Their results indicated that the invasive plant, which is taking over many wetlands in the U.S., had distinct microbial communities that were entirely different from the native lineages.
PHASE 2 – Take to the field
The experiment was then taken out into the field. Bowen, Meyerson, and their colleagues collected and analyzed sediments from around the country from native, invasive, and Gulf varieties of P. australis. The microbial patterns they found matched the greenhouse experiment. In fact, the soil microbial communities showed that native P. australis from Massachusetts was more similar to native P. australis growing in California than to an invasive variety growing right next to it in Massachusetts.
These results are important for understanding more about the success and fitness of invasive species. The enemy release hypothesis states that when a plant lives in its native range, it dedicates some of its resources to defending itself from pathogens and animals that prey on it. However, if a native plant escapes its native range and becomes invasive elsewhere, its usual enemies are left behind and the plant no longer has to dedicate resources to fending them off, freeing resources for growth and reproduction, and increasing the overall fitness.

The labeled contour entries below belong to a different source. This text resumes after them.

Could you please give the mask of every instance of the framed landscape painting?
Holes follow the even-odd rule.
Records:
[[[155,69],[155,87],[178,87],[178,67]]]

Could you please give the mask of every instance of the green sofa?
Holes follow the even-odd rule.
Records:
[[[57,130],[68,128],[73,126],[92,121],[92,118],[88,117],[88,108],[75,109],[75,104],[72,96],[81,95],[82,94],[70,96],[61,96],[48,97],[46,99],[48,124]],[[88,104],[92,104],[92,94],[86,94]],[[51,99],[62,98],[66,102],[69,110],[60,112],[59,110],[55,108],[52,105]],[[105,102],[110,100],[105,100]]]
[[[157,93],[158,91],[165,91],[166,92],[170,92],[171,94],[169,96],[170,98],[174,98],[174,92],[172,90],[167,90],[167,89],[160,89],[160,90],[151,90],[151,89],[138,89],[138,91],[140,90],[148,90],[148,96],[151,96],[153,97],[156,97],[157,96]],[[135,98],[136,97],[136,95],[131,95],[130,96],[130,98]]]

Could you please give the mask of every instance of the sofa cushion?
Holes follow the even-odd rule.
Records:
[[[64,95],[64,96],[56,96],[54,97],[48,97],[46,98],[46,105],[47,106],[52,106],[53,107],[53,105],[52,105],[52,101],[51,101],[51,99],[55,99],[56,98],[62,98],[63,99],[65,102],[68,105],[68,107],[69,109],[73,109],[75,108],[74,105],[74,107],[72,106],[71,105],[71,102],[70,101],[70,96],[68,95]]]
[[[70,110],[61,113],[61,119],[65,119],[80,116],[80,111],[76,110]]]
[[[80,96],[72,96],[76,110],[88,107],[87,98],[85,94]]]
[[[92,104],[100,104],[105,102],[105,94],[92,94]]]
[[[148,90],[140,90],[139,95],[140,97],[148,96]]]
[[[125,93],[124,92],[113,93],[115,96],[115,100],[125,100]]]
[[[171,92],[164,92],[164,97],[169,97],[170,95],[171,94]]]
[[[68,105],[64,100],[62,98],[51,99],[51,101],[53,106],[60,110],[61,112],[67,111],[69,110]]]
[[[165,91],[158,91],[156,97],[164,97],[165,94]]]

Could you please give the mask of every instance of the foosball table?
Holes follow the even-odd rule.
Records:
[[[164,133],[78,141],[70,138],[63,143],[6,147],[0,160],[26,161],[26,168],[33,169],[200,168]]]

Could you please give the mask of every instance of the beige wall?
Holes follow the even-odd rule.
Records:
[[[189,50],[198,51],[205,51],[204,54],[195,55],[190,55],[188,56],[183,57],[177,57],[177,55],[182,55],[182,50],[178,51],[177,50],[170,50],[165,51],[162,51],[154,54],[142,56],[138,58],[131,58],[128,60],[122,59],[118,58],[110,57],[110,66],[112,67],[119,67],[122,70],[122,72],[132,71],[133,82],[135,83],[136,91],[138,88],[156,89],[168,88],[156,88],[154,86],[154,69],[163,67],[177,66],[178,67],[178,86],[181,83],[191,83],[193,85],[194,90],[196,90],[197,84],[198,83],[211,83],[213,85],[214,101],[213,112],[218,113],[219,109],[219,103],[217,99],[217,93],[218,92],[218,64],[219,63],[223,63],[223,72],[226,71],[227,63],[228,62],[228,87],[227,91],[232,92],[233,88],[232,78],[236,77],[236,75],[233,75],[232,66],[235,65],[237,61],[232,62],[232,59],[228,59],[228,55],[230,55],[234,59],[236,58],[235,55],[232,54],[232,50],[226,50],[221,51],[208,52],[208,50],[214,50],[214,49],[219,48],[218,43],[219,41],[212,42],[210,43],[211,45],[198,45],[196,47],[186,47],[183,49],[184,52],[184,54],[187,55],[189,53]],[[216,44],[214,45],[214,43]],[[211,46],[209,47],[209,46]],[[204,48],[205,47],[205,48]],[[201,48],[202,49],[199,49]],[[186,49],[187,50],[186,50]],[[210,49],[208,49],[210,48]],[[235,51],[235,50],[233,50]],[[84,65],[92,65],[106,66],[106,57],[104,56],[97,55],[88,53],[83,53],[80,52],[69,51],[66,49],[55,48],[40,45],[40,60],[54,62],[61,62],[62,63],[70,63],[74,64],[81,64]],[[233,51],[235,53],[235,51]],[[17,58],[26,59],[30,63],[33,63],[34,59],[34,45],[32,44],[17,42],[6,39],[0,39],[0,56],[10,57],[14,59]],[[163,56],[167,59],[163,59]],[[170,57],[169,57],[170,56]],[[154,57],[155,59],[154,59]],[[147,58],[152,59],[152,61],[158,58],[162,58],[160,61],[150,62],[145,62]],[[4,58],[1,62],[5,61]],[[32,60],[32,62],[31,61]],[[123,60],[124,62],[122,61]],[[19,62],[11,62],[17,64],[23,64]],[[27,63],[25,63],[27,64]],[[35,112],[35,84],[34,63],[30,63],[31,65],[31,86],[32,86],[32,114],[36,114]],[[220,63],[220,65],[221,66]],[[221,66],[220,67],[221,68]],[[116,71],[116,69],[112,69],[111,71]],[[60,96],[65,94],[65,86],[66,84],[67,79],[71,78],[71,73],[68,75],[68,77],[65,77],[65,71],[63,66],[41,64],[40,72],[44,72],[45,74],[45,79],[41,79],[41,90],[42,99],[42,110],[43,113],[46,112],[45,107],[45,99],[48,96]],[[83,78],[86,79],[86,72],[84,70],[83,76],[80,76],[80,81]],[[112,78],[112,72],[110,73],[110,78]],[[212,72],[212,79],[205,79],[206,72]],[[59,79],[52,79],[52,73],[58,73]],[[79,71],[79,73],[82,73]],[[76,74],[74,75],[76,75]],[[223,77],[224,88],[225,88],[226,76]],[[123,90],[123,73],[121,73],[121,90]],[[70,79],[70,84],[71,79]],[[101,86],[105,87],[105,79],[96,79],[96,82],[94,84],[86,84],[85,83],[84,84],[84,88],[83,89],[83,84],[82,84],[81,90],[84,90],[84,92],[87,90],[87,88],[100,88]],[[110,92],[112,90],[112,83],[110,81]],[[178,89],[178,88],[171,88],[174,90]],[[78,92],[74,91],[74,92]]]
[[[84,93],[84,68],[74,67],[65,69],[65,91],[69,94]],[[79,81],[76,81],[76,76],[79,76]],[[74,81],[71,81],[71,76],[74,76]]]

“One of the things we noticed was that the bacteria associated with the native plants had more kinds of bacteria that are used in antimicrobial defense in order to help them fight off enemy attackers compared to invasive plants. The invasive plants didn’t need to cultivate these defense mechanisms among their microbial communities. So what our research shows is that these plants are successful as invaders, in part, because they are freed from the need to cultivate a microbial defense shield,” said Bowen.
PHASE 3 – Into the future 
Bowen and Meyerson are currently developing proposals to study P. australis on a global level, including in the native range of the invasive lineage that is invading wetlands all over North America. Studying the invasive lineage in its native range, and determining if it dedicates more resources to a microbial defense shield, would support these results and help us to better understand why invasive species are so successful.